L’aventure commence. Nous partons en trombe en scooter en direction de St George car l’heure du départ a été avancée. A peine arrivés, nous sautons sur un des bateaux concurrents qui largue justement ses amarres et qui accepte de nous déposer sur notre bateau mouillé dans la baie.
Hervé se met à la table à carte à l’intérieur (pour entrer ses points GPS) et je m’occupe de préparer les voiles.
Juste à côté de nous, à bord de son OPEN 50, Tim Kent me salue. Quelle idée de faire cette régate avec nous alors qu’il vient à peine de terminer le tour du monde à la voile en terminant 2ème de sa classe lors de Around Alone ! Mais je le comprends mieux maintenant que je sais qu’il fait ceci afin de remercier son équipier pour toute l’aide apportée lors de sa précédente campagne.
Robin(5) et Julie (3) sont venus nous aider à charger le bateau le jour avant.

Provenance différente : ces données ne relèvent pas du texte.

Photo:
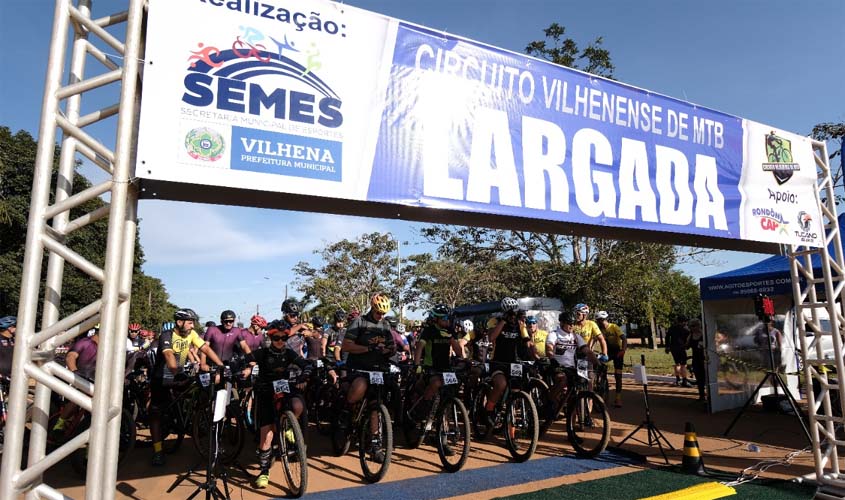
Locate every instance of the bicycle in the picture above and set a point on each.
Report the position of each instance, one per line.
(515, 413)
(374, 446)
(587, 420)
(447, 417)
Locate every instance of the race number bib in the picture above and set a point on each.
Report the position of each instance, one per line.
(281, 386)
(583, 369)
(376, 378)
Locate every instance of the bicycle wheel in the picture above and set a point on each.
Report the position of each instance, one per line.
(539, 392)
(292, 449)
(231, 434)
(522, 431)
(375, 448)
(588, 424)
(453, 438)
(480, 426)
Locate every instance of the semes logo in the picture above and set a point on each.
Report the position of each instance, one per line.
(804, 221)
(770, 220)
(783, 197)
(779, 154)
(221, 78)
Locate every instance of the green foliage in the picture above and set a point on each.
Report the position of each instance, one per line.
(17, 158)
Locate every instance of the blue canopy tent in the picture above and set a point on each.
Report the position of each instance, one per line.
(737, 357)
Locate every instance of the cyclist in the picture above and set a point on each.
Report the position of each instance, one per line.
(273, 363)
(433, 353)
(82, 360)
(508, 337)
(563, 347)
(174, 346)
(538, 337)
(617, 344)
(224, 339)
(8, 326)
(334, 335)
(369, 343)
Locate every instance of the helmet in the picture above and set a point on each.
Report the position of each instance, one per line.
(185, 314)
(509, 304)
(567, 318)
(290, 306)
(440, 311)
(258, 321)
(380, 303)
(7, 322)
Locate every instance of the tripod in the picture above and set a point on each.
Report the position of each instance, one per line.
(220, 400)
(654, 434)
(773, 377)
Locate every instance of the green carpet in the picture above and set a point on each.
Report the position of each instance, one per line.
(652, 482)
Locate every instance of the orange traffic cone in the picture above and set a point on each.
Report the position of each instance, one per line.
(692, 462)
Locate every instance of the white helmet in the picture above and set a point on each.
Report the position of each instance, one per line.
(509, 304)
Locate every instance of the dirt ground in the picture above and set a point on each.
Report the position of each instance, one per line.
(672, 407)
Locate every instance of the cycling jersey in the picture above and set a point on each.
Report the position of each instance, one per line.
(507, 344)
(589, 331)
(438, 346)
(564, 346)
(7, 349)
(613, 336)
(365, 331)
(180, 345)
(224, 343)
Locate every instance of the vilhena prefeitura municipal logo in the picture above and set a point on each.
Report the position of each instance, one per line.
(204, 144)
(779, 154)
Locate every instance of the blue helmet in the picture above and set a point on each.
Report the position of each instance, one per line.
(7, 322)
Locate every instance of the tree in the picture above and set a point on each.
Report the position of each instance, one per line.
(17, 157)
(350, 273)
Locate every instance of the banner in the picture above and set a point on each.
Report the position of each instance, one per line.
(325, 99)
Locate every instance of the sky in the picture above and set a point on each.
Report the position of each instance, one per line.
(776, 62)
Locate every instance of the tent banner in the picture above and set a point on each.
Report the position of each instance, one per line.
(321, 98)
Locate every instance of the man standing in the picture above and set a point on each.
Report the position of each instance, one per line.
(676, 343)
(617, 344)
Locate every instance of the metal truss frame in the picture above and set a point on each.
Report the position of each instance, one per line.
(811, 294)
(48, 227)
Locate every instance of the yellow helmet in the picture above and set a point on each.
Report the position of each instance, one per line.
(380, 303)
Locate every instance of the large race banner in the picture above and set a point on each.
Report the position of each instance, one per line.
(320, 98)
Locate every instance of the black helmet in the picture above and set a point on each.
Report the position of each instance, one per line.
(567, 318)
(440, 311)
(185, 313)
(290, 306)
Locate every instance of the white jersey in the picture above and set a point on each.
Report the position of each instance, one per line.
(564, 346)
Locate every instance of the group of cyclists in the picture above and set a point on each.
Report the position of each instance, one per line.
(351, 347)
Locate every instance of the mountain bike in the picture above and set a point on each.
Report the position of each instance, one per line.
(515, 413)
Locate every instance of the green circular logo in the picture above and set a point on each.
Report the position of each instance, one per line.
(204, 144)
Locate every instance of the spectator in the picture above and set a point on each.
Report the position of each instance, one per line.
(676, 343)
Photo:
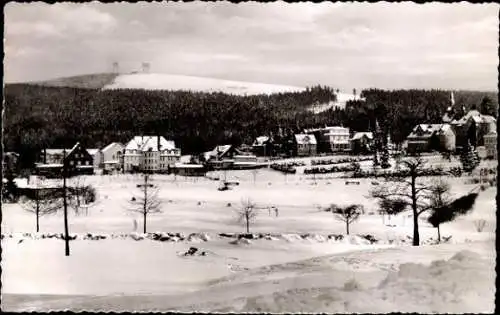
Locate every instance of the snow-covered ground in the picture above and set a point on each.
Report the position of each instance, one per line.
(160, 81)
(342, 99)
(284, 274)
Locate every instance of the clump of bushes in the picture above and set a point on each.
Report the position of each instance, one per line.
(284, 168)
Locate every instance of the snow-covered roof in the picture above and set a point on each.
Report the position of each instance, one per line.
(359, 135)
(185, 159)
(49, 165)
(305, 139)
(56, 151)
(260, 140)
(336, 131)
(183, 165)
(217, 151)
(150, 143)
(92, 151)
(111, 145)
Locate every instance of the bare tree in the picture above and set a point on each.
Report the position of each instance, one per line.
(247, 213)
(40, 202)
(348, 214)
(81, 196)
(147, 202)
(391, 207)
(404, 187)
(440, 191)
(255, 172)
(445, 210)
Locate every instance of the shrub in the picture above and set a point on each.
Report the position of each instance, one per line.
(480, 224)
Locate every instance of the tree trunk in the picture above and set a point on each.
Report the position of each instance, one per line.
(37, 212)
(37, 216)
(65, 204)
(416, 236)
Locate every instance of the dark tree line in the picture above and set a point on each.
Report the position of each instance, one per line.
(38, 116)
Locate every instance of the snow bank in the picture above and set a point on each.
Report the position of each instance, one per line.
(158, 81)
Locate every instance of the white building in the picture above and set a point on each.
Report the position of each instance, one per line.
(111, 157)
(339, 139)
(306, 144)
(96, 156)
(150, 153)
(490, 144)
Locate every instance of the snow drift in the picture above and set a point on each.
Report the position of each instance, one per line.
(157, 81)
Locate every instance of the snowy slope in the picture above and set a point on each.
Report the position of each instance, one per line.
(342, 99)
(158, 81)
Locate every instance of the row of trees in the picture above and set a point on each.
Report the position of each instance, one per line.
(38, 116)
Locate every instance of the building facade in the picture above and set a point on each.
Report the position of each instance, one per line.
(362, 143)
(150, 154)
(111, 157)
(306, 145)
(338, 138)
(490, 144)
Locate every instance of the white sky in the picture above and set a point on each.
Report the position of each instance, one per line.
(343, 45)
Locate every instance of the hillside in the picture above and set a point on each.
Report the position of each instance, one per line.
(160, 81)
(87, 81)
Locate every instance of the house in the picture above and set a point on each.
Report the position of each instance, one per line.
(229, 157)
(263, 146)
(472, 127)
(189, 169)
(96, 157)
(431, 137)
(338, 138)
(10, 161)
(111, 157)
(362, 142)
(77, 159)
(447, 138)
(490, 144)
(330, 138)
(150, 154)
(306, 144)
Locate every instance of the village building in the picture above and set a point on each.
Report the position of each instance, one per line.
(472, 127)
(111, 157)
(10, 161)
(78, 162)
(331, 138)
(229, 157)
(263, 146)
(96, 157)
(490, 144)
(306, 145)
(431, 137)
(150, 154)
(362, 143)
(338, 138)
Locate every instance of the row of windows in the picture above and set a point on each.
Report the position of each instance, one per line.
(79, 163)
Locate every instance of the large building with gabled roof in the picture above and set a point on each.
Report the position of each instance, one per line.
(150, 154)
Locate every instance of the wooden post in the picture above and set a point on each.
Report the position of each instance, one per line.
(65, 203)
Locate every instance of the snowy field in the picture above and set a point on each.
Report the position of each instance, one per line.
(284, 273)
(160, 81)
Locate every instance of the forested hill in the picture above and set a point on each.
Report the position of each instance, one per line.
(38, 116)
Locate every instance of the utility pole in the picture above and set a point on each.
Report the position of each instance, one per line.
(65, 203)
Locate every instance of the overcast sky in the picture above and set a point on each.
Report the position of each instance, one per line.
(343, 45)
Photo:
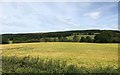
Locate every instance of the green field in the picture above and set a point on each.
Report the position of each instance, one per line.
(87, 55)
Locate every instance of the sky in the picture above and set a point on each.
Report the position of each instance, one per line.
(29, 17)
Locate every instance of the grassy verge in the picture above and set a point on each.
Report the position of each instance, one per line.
(28, 64)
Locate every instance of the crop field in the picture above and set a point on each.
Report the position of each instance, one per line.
(60, 57)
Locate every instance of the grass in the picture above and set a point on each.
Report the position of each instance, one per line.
(82, 57)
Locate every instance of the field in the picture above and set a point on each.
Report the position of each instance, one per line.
(70, 57)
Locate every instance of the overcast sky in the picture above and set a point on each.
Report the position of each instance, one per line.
(26, 17)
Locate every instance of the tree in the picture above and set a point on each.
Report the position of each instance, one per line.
(61, 39)
(104, 36)
(82, 39)
(88, 39)
(76, 38)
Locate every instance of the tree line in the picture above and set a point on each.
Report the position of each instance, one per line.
(101, 36)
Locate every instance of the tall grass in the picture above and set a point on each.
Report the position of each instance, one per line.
(28, 64)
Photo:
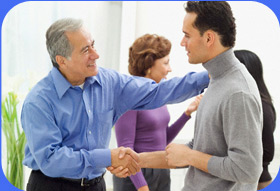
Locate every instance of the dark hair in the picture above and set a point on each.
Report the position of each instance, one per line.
(214, 15)
(254, 66)
(145, 51)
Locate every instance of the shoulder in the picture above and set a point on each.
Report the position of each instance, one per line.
(43, 89)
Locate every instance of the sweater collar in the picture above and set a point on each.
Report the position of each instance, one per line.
(221, 63)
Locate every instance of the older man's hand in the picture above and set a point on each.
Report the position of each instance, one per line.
(124, 162)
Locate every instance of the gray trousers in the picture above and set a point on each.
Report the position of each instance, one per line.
(157, 180)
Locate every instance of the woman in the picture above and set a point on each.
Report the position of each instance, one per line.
(254, 66)
(148, 130)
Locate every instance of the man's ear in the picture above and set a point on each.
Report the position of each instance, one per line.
(210, 37)
(60, 60)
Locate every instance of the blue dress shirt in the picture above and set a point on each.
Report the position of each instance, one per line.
(68, 129)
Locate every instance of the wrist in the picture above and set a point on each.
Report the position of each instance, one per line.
(114, 156)
(188, 113)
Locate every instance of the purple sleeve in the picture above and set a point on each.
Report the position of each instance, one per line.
(125, 133)
(126, 128)
(175, 128)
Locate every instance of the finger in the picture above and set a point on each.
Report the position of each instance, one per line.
(122, 153)
(123, 174)
(133, 154)
(136, 166)
(131, 165)
(110, 168)
(116, 170)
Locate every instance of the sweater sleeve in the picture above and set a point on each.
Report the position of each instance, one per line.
(175, 128)
(125, 134)
(242, 127)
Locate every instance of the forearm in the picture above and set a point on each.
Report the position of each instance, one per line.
(175, 128)
(154, 160)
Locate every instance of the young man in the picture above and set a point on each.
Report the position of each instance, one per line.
(67, 117)
(226, 152)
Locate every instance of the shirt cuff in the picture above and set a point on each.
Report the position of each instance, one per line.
(138, 180)
(101, 158)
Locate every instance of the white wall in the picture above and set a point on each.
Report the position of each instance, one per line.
(257, 30)
(114, 26)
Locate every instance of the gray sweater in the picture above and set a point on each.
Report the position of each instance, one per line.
(229, 127)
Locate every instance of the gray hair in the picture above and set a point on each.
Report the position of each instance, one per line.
(56, 39)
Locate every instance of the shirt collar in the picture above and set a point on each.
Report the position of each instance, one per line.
(62, 84)
(221, 63)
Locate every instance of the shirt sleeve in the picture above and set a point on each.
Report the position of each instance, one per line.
(242, 127)
(267, 135)
(176, 127)
(125, 133)
(52, 157)
(141, 93)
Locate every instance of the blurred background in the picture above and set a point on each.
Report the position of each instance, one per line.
(114, 26)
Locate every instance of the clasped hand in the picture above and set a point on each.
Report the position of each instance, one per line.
(125, 162)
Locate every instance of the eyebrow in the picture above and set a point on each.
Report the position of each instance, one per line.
(84, 48)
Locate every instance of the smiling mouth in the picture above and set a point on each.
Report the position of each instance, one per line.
(92, 65)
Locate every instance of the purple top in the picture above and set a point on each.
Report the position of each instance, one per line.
(147, 131)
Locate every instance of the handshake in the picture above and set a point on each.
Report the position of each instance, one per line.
(125, 162)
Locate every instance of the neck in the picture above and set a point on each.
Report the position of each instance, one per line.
(215, 51)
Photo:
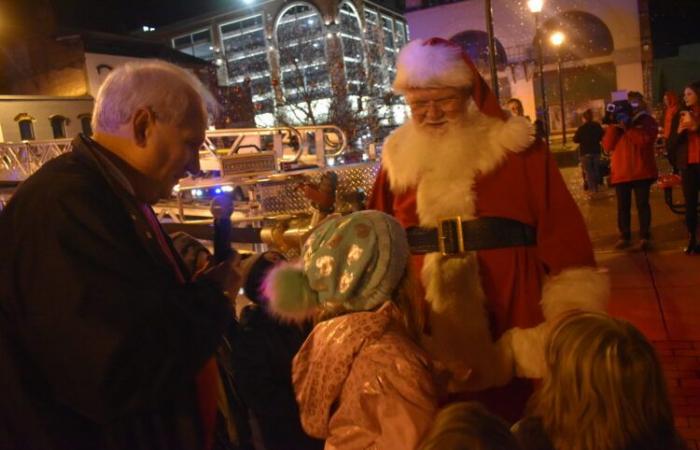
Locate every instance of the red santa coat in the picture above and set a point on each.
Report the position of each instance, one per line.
(528, 187)
(525, 185)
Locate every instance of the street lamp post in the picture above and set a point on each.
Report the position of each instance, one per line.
(492, 48)
(557, 39)
(535, 7)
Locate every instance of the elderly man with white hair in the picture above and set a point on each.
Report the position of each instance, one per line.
(106, 342)
(500, 244)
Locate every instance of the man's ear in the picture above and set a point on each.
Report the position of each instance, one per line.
(140, 122)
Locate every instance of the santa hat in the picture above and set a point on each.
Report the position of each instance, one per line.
(436, 63)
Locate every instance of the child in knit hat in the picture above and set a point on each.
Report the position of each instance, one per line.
(262, 352)
(361, 381)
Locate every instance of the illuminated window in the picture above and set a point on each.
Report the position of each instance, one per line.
(246, 51)
(197, 44)
(85, 124)
(301, 38)
(26, 126)
(353, 51)
(58, 126)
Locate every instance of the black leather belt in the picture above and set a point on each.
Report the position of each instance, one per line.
(452, 236)
(241, 235)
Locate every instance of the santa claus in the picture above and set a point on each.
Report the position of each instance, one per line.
(501, 246)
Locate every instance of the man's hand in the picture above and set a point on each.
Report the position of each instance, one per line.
(226, 275)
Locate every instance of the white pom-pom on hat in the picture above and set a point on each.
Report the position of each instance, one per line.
(423, 64)
(290, 296)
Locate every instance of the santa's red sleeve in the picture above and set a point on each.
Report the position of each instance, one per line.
(572, 280)
(381, 197)
(563, 246)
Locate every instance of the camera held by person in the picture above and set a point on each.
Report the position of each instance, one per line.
(618, 112)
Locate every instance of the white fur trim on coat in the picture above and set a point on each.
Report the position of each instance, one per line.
(460, 336)
(579, 288)
(443, 168)
(431, 66)
(585, 288)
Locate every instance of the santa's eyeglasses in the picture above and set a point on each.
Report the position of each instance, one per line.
(447, 104)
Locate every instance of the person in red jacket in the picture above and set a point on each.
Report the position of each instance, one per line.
(630, 142)
(500, 244)
(671, 107)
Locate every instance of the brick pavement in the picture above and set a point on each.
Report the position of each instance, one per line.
(658, 291)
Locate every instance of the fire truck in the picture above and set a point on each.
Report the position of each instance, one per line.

On lève l’ancre. Grand-voile hissée, on tire des bords dans la petite baie de St George. Le départ va être donné vent arrière et on pense hisser le spi pour partir en trombe en direction de « the cut », espèce de chenal large de 30 mètres permettant un accès direct à la mer.
Voilà, le 4ème départ est pour nous. Il est 10 heures 40. On hisse le spi, c’est parti. Je suis à la barre et Hervé aux réglages. Magnifique départ que nous prenons en tête. On se fait malheureusement dépasser juste avant the cut par les deux Quest et nous passons la pointe en 3ème position. C’est tout droit jusqu’à la bouée là-bas et ensuite on tourne à gauche. Après, cap au nord-ouest° pour 650 miles, si le vent le permet. Ca va pas mal vite.
D’après les cartes satellites reçues, il y a 2 options possibles pour passer le Gulf Stream: la plus longue à l’ouest et la plus courte à l’est. On opte pour l’est, comme la majorité des autres bateaux.
Good bye Bermuda....
"Wildeyes" sous spi...mais pourquoi ce nom?
Les vagues se font sentir très vite. Le spi devient difficile à tenir et on l’affale. On décide alors de commencer les quarts. Ce sera chaque 2 heures. Je commence. La journée passe ainsi très vite. Sous génois, le bateau avance à 8 noeuds. Dès que mon tour de barre est terminé, je vais faire le contrepoids sous la couchette au vent, et j’essaie de me reposer. Il y a beaucoup de houle en plus des vagues. Il ne faut surtout pas y penser car la nausée arrive vite. Il n’y aura pas de repas du soir. Un fruit, une powerbar, juste pour les calories. Ca secoue trop.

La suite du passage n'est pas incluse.